As Jim mentioned breaking down sheet goods before they get to the shop works well and helps save space. My first two basement shops did not have bilco doors for access and both had obstructions that prevented me from getting sheet goods there is full 4×8 sizes. I routinely set up in the driveway to break them down into more manageable sizes to get into my shop.

If your chop saw has a laser it is likely on the left side of the blade. When you make your cross cuts on this saw the finished parts typically come off the left side. Consider moving the chop saw down in your drawing to allow more room on the right of the blade for the remaining stock. Assuming most of your stock starts as 12', the closer you can get to having 12' to the right of the saw the more flexibility you will have for cross cuts. Also don't underestimate the amount of dust generated by a miter saw and try to build in some dust collection of you can.


----------



## jamsomito (Mar 26, 2017)

Thanks for all the tips. I'm used to switching sides on my miter saw for the finished cut - I'm crammed in this corner as is, and I've only got about 4 ft on the left right now. My preference is to have the finished piece on the left because I'm working the saw with my right hand, but there's no laser on it and really either is fine with me.

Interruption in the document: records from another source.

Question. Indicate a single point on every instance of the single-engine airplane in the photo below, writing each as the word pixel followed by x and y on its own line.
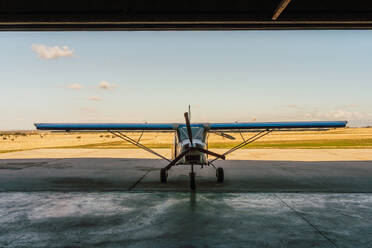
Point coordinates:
pixel 191 140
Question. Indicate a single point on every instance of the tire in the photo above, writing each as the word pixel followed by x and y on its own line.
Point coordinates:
pixel 220 175
pixel 163 175
pixel 192 181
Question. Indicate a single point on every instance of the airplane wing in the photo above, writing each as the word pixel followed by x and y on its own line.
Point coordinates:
pixel 106 126
pixel 276 125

Yes, dust collection is becoming a concern of mine, both for health and mess. In my drawing I have my shop vac and small 5gal cyclone bucket on the concrete pad just behind the table saw. I intend to make some rigid piping that goes along the wall in a u-shape over to the chop saw with one more port right in the back in the middle for misc hand tools on the assembly / outfeed table, of course with some connections for the table saw right there too. Mulling over where I could put a floor sweep too…


----------



## JKMDETAIL (Nov 13, 2013)

If cutting full size sheet goods, 8'-0" is not enough, Not to sure that will get you out past the blade.

If getting your sheet goods from the box store have them broken down there. Typically they will give you two cuts for free.


----------



## jamsomito (Mar 26, 2017)

Well, I've got between 8' 3" and 8' 6" right now, and I can always pull the saw backwards a foot or so to make sure I clear the blade. I don't have enough width for a 4' wide board in this space though, so if I'm working with a full sheet I'll need to move it to the middle of my garage for sure. But I do have a lot of 8' long strips I work with from time to time, so it'll be nice to have the ability to at least work with those without moving things around.

I don't like having Home Depot cut them down for me due to accuracy concerns and waste if you allow for it, but I suppose if I'm using a hand saw in the driveway and bringing back to the table saw for a more precise cut, it's kind of the same thing.


----------